だが、妖精メイドのサクラちゃんも手芸妖精のおばあちゃんも笑顔で身振り手振りをしつつ、大丈夫とアピールする。
そして、部屋の外に誘導する。
ん?
連れてこられたのは、食料庫の奥の壁、その右下隅だ。
そこには、小さな扉があった。
といっても、わたし達人間にとっては小さいというだけで、妖精ちゃん達なら三人ぐらい同時に入れそうな入り口である。

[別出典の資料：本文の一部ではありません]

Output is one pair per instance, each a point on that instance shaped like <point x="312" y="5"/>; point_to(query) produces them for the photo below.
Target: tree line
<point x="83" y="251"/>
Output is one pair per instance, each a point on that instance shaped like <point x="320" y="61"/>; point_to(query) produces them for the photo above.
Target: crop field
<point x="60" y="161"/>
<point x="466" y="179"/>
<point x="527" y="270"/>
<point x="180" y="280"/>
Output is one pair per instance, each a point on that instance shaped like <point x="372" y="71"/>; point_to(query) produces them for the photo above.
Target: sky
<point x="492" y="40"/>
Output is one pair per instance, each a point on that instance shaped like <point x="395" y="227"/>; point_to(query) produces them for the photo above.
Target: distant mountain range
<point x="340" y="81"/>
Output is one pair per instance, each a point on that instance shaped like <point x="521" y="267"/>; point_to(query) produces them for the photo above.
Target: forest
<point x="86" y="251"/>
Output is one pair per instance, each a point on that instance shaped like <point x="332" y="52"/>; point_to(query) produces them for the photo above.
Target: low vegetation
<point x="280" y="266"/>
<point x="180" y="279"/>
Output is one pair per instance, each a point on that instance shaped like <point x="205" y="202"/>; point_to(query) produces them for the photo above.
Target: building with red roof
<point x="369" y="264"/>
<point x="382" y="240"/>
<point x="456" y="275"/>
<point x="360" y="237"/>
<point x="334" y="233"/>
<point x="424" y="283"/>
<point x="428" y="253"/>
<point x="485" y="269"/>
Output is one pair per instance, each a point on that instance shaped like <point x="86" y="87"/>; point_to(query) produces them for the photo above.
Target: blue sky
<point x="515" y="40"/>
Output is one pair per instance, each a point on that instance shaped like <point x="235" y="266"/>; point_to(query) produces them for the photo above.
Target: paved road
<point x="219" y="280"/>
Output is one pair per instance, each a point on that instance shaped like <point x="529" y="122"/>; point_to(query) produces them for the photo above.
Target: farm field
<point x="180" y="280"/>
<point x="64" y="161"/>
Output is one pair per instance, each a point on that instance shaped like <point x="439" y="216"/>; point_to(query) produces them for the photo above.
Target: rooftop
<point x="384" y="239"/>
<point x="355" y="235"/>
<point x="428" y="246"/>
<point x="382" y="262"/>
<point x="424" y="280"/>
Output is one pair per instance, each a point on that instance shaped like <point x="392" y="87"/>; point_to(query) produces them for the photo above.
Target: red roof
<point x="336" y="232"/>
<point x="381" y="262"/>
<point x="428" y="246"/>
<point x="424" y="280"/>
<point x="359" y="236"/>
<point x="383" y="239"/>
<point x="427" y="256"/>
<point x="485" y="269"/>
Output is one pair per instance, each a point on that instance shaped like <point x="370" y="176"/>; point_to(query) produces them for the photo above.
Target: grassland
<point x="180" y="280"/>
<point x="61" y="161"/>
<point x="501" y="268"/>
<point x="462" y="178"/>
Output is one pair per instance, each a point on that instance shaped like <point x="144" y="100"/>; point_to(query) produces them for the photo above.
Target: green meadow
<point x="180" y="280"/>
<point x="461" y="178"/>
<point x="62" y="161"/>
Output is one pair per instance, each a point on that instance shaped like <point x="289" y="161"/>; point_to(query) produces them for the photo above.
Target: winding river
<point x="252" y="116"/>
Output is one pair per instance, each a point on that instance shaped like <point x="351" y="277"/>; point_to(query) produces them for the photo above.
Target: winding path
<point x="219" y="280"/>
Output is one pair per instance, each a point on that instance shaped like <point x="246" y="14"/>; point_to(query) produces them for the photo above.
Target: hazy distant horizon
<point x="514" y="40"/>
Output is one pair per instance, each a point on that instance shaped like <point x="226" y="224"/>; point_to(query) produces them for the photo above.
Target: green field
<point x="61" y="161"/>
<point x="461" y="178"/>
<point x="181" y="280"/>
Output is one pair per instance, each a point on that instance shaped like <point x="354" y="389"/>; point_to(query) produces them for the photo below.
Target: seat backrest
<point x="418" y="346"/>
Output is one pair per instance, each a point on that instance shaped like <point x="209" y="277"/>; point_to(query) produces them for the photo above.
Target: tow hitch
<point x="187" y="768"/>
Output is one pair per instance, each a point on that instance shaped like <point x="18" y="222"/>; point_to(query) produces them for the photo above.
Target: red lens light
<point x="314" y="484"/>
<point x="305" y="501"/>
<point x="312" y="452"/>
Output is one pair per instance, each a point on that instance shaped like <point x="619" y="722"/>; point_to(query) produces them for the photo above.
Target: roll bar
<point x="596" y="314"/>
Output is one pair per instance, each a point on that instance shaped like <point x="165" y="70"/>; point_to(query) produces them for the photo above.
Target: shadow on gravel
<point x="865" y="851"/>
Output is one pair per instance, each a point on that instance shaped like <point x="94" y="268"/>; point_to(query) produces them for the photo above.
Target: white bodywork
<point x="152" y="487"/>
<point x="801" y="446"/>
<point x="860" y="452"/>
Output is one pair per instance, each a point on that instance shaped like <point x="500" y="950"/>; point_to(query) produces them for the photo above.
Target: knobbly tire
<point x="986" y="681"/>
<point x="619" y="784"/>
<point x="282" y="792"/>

妖精メイドのサクラちゃんが身振り手振りで説明してくれる。
ん?
筒状になっていて、大木と繋がっているの?
だから、外に出なくても大丈夫?
扉を開けてみると、なるほど、通行できるようになっていた。
この壁の向こうには大木があるので、そこと繋いでいるのね。
「でも、何で倉庫の、こんな隅っこに出入り口を作ったの?
なんかネズミの巣穴みたい――」
わたしが素朴な疑問を口にして、イメルダちゃんと顔を合わせる。
イメルダちゃんがジト目で訊ねる。
「まさかとは思うけど、勝手に食べ物――主に甘味を持って行くためにここに設置したとかじゃ無いわよね」
すると、妖精メイドのサクラちゃんと手芸妖精のおばあちゃんの体がビクっと震える。
そして、なにやら慌てたように一生懸命身振り手振りをし始める。
違う違う?
そんなわけ無い?
だったら、教えるわけ無いでしょう?
そうは言うけど、サクラちゃん……。
なんか、扉から出てきた妖精ちゃん達がわたし達を見て、凄く驚いているんだけど。
なんか、言葉が分からないんだけど、明らかに、なんで教えたんだ! とか言っている感じなんだけど。
えぇ~
「……扉に板でも打ち込みましょうか?」
などという、ネズミ巣対策としては実に真っ当なことを言うイメルダちゃんに、妖精ちゃん達はすがりつくように、なにやら懇願するのであった。